Le evidenze, quindi, confortano l’ipotesi che l’infiammazione adiposa viscerale svolga un ruolo eziologico nello sviluppo dell’insulino-resistenza (IR) nell’obesità e che sia caratterizzata dal precoce e spesso drammatico aumento dell’immunità innata delle cellule, quali i macrofagi. Diversi studi hanno anche dimostrato nel topo e nell’obesità umana un aumento delle sottoclassi ATL (adipose T lymphocyte) del grasso viscerale, come evento primario d’apertura dell’infiammazione e dello sviluppo dell’IR. Peraltro, alcuni studi hanno suggerito un ruolo dei CD8 T, mentre altri quello delle cellule TH1 CD4. Le cellule T regolatorie (Treg) possono svolgere un ruolo critico nella modulazione dei livelli dell’infiammazione del tessuto, tramite le loro interazioni con i diversi componenti del sistema immunitario.

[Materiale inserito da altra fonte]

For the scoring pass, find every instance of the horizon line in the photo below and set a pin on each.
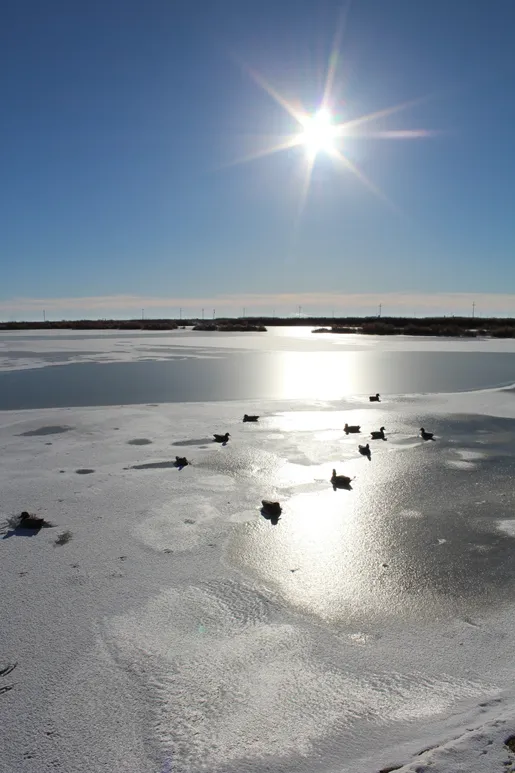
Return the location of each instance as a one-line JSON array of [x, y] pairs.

Jeffrey Deiuliis dell’Ohio State University, Columbus, United States of America e collaboratori hanno tratto spunto proprio dallo sviluppo dell’insulino-resistenza (IR) nei modelli murini di obesità e di diabete di tipo 2 (DM), caratterizzata dal progressivo accumulo di macrofagi infiammatori e sottopopolazioni di cellule T nel grasso viscerale per uno studio del ruolo delle cellule T regolatorie (Treg) nel modulare l'infiammazione (PLoS One. 2011 Jan 26;6(1):e16376). Gli Autori hanno per questo ipotizzato che uno squilibrio nelle Treg potesse essere un determinante critico. Gli Autori hanno, così, randomizzato topi "knock-in" GFP (Foxp3-green fluorescent protein) a una dieta ad alto contenuto di grassi per dodici settimane, inducente DIO / IR. Hanno anche arruolato tredici uomini con obesità patologica, senza palese DM di tipo 2, e sette controlli magri in studi prospettici per la valutazione dell’infiammazione adiposo viscerale. La DIO (diet-induced obesity) comportava un aumento delle cellule CD3 + CD4 +, CD3 + e CD8 + del grasso viscerale con una diminuzione notevole dei Treg. L’entità di questi ultimi nel grasso viscerale correlava inversamente con gli ATM (adipose tissue macrophages) CD11b + CD11c +. La misura dei Treg splenici era incrementata con sovraregolazione dei recettori homing CXCR3 e CCR7 e dei marcatori di attivazione CD44. L’analisi in vitro mostrava un’inibizione della differenziazione Treg, in risposta ai mezzi condizionati dai macrofagi infiammatori. Il grasso viscerale umano dell’obesità patologica era, quindi, caratterizzato da un aumento degli ATM CD11c + e da una riduzione dell’espressione Foxp3.
In conclusione, secondo gli Autori, questi dati sperimentali indicherebbero che l'obesità nei topi e nell’uomo si caratterizzerebbe per un esaurimento adiposo dei Treg. Questi cambiamenti sembrerebbero verificarsi con ridotta differenziazione locale, piuttosto che con una compromissione dell’homing. Pertanto, i risultati implicherebbero un ruolo dei Treg come determinanti dell’infiammazione adiposa.